What is news trading like ?

It can be exciting and it is risky and therefore potentially a painful experience. But it can be over quickly. The author began just as EUR/USD was making its all time high in 2008, which was certainly exciting, but what happened next, showed as well, the risk. When a market turns, it especially risky, because the expectation that it will continue somehow in the other direction, remains.

If a trade goes wrong, is there anything that can be done ?

If a move is happening opposite to the traded direction, then the pair may bounce at a past support or resistance level. This is a rationale for placing stop-losses near but away from these values. This bounce may stall or fall back though. Examining higher time frames may enlighten one as to the context of the move.

What is a time frame ?

The length of each unit representing prices in a chart. For example, the 1 minute candlestick chart has a series of candles each covering a one minute time frame. The 1 hour chart has a series of candles each covering a one hour time frame.

What time frame is good to trade on ?

It depends on the intention of the length of the trade. As all trades may become short term trades, 1 minute is can be worth keeping an eye on. While 1 minute can be subject to volatility, it can also show pattern formation like on higher time frames. There can be patterns forming which may not be evident on even 5 minute, which may affect momentum or direction on 5 or higher time frames.

1 minute, 5 minute, 30 minute, 2 hour (or 4 hour) and daily, can be examined to get a sense of where the market is at, when considering trade. This does not have to take a long time, as a quick search for support and resistance.

As this is done, it can be possible to see that a pair may, for example, seem to be in a downtrend, but is in fact a retracement on an uptrend, or that it is on a downtrend, but close to support.

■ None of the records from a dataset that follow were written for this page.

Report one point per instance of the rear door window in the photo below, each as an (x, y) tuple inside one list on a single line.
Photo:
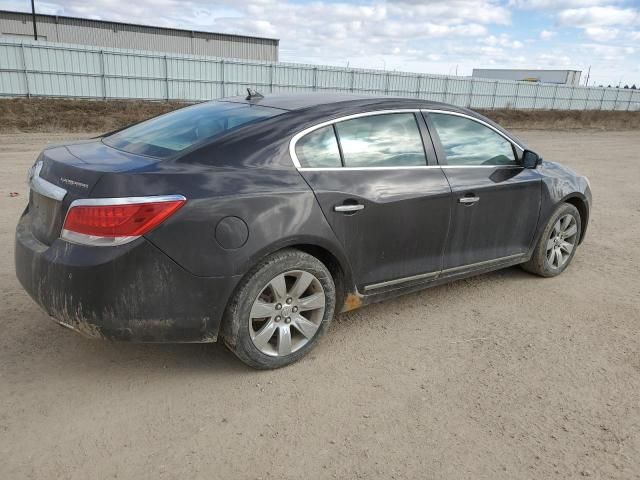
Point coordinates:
[(386, 140), (467, 142), (319, 149), (173, 132)]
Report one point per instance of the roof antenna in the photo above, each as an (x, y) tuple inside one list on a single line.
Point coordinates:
[(253, 94)]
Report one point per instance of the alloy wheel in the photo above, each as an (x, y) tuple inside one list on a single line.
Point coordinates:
[(287, 313), (562, 241)]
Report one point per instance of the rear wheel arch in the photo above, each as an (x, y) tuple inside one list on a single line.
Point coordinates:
[(583, 210)]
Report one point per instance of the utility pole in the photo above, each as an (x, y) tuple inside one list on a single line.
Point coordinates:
[(33, 15)]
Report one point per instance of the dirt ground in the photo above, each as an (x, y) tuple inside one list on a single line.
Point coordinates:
[(501, 376), (39, 115)]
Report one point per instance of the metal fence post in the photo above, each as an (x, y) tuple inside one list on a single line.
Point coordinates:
[(222, 77), (271, 78), (24, 68), (573, 91), (535, 97), (555, 95), (615, 102), (446, 89), (495, 94), (102, 74), (166, 78)]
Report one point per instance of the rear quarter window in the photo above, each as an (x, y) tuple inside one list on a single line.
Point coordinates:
[(169, 134)]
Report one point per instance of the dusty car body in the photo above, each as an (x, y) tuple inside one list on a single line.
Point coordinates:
[(242, 193)]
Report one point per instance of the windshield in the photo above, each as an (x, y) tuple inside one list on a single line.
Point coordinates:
[(173, 132)]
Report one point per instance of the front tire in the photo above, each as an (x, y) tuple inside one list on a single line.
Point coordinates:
[(280, 310), (557, 244)]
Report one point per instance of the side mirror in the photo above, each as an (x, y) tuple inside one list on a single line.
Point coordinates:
[(531, 159)]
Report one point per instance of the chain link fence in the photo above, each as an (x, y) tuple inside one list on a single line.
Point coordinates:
[(60, 70)]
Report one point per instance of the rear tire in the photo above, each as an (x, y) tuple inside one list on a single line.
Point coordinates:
[(280, 310), (557, 244)]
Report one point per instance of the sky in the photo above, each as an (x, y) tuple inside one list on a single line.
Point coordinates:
[(432, 36)]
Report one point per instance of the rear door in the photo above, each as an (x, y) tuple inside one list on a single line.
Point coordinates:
[(495, 201), (382, 192)]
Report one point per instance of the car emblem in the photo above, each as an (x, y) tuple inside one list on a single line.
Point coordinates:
[(74, 183)]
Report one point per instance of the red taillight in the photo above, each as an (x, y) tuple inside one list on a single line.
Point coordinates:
[(117, 218)]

There may not be hard and fast rules about which time frame to check, as the aim is not to go through a fixed set of time frames, rather to see what may be important in terms of the effect on the pair in the time to come. But like anything in trading one needs to start somewhere.

What is a candle ?

A unit of a candlestick chart and a popular kind of chart to use in Forex. There are other charts to use as well. Candles may be combined with multi-time frame analysis to see what is happening inside candles, as they may disguise structure, by the nature of their representation. This involves moving from a higher time frame to lower ones.

It is also possible to move from a lower to a higher time frame, which may be a wise idea, because it gives perspective on what is happening at a lower time frame. Like moving out on a map, and seeing where things fit in. But of course, in markets, the landscape is dynamic and changing, unlike maps.

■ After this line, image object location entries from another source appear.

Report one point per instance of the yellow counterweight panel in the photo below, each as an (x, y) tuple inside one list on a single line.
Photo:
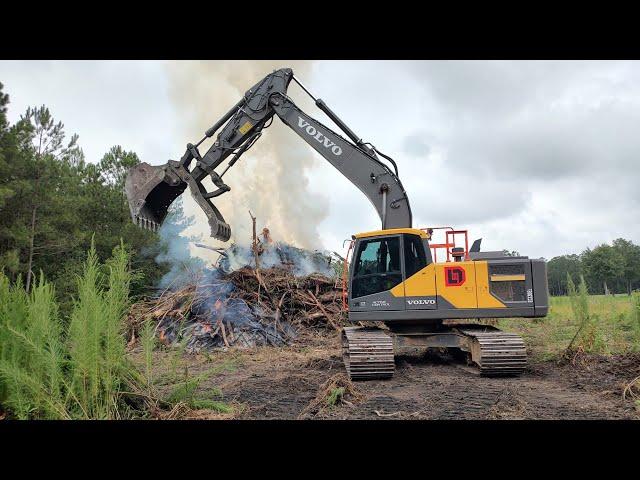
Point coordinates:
[(485, 299), (431, 281), (460, 296)]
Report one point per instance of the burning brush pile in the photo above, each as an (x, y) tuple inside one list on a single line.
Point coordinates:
[(235, 303)]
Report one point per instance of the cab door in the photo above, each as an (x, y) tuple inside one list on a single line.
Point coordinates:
[(419, 274), (376, 269)]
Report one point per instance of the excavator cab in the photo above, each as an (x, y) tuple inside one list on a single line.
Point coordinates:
[(394, 277)]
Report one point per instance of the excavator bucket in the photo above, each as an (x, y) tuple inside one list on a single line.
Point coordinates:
[(150, 190)]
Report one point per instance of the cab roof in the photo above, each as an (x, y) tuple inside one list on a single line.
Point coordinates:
[(392, 231)]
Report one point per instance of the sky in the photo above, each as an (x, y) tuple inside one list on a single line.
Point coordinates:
[(541, 157)]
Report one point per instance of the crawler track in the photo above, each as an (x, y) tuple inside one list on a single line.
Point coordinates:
[(496, 353), (367, 353)]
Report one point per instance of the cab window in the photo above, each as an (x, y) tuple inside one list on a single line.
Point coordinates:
[(377, 266), (414, 254)]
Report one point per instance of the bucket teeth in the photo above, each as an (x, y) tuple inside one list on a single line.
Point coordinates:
[(147, 224)]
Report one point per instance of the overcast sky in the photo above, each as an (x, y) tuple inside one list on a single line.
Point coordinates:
[(539, 157)]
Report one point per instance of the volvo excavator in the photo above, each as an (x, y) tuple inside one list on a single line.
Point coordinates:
[(394, 277)]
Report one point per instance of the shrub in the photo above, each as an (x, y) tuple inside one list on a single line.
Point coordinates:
[(81, 371)]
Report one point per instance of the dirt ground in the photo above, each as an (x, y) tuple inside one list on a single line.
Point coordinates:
[(280, 383)]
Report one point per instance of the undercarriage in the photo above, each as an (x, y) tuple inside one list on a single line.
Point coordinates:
[(368, 353)]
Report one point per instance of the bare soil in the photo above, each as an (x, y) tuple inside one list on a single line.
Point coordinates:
[(279, 383)]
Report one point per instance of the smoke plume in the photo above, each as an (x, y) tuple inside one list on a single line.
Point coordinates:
[(270, 178)]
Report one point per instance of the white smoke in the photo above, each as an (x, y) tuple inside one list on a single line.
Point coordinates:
[(270, 178)]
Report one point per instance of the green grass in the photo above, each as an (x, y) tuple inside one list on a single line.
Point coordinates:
[(614, 322), (67, 368)]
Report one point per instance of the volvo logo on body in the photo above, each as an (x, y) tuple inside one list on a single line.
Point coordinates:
[(421, 302), (319, 136)]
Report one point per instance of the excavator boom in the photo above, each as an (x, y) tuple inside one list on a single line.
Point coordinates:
[(151, 189)]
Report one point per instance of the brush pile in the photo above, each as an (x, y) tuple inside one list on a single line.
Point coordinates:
[(246, 307)]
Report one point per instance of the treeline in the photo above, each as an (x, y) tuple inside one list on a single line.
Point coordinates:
[(606, 269), (53, 201)]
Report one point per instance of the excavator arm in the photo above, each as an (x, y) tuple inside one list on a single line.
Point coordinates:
[(151, 189)]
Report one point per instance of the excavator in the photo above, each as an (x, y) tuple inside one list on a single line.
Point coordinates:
[(394, 278)]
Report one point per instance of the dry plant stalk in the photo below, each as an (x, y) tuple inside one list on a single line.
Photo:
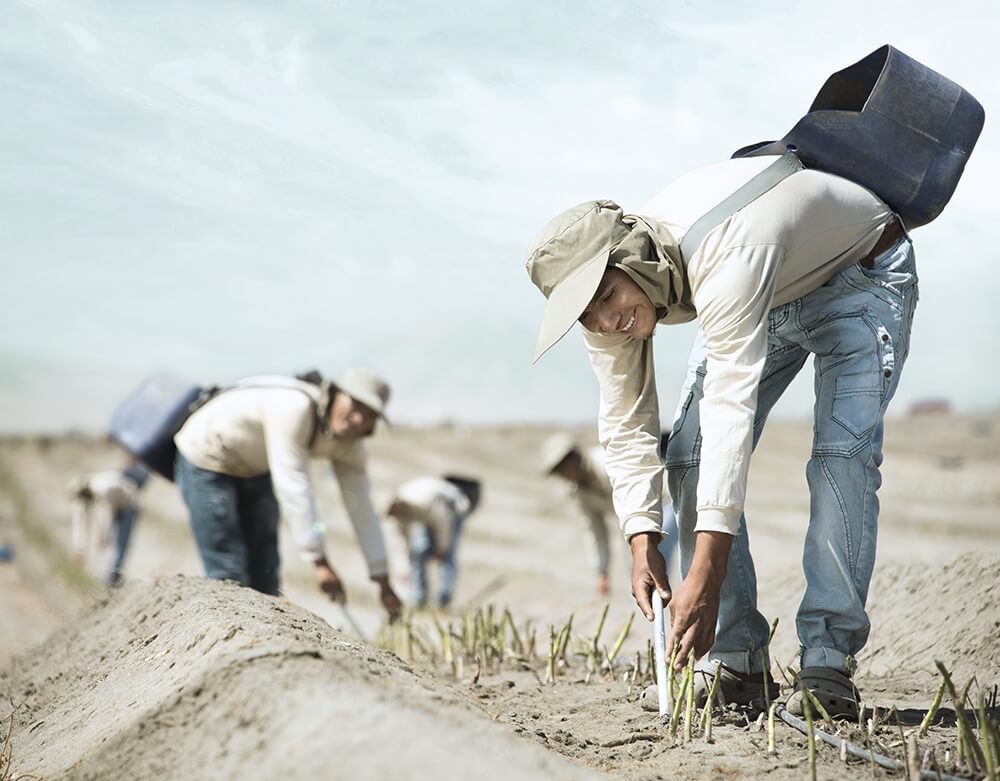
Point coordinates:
[(594, 644), (675, 705), (710, 704), (932, 712), (991, 743), (620, 641), (550, 675), (689, 709), (771, 748), (968, 747), (811, 737), (912, 758)]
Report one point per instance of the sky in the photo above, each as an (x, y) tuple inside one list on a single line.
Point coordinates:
[(218, 189)]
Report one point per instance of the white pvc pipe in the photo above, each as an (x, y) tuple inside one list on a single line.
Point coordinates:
[(660, 651)]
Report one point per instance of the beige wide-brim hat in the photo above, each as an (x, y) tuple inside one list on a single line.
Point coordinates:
[(568, 263), (365, 386)]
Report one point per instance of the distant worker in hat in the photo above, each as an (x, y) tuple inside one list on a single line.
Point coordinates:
[(104, 508), (243, 459), (816, 265), (432, 511), (583, 471)]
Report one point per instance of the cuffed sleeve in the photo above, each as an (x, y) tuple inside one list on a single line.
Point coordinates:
[(640, 524), (718, 519), (629, 427)]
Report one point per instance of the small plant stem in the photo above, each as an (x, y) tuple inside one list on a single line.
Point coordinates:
[(987, 736), (913, 758), (932, 712), (594, 646), (620, 640), (710, 704), (689, 709), (771, 748), (810, 738), (966, 739), (553, 649), (675, 710)]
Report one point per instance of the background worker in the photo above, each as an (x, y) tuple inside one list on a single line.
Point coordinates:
[(431, 512), (583, 471), (104, 508), (245, 454)]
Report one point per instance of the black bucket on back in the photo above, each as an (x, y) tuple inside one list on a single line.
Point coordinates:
[(890, 124)]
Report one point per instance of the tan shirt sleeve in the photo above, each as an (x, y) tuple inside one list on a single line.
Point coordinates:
[(352, 475), (733, 294), (629, 428), (287, 430)]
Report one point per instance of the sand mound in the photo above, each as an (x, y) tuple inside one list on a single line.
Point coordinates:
[(189, 678), (920, 613)]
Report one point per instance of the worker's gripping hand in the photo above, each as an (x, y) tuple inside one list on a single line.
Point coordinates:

What about candlestick patterns ?

Candlestick patterns can be used to look for turns in the market, but as with any patterns like this, the market seems quite happy to cut through the expectation.

What is meant by the context of the move ?

Forex moves can be seen as nested moves, to an extent, moves within moves, as one moves to different time frames. However as well as looking at higher time frames, lower times frames can also give more detail about what may be happening.

What is meant by moves in Forex being nested ?

Moves directionally moving within support and resistance, moving within support and resistance and so on, from a higher to a lower time frame. To trade it is necessary to have a belief that the market will have a certain value at a later time. However past support and resistance may give a way of interpreting what the market will be doing at a later time. And past support and resistance within multiple time frames may give a richer interpretation or context.

Once a trade is entered then the trade is at the mercy of the market. Indicators indicate what the market may do next. But they do not always work. However they can also be used to help interpret what the market will do, rather than relying on them to enter a trade.

This may help at least alleviate that sense of being lost in a strange land, once the trade is entered, and the market starts to do contrary things, relative to one's expectation.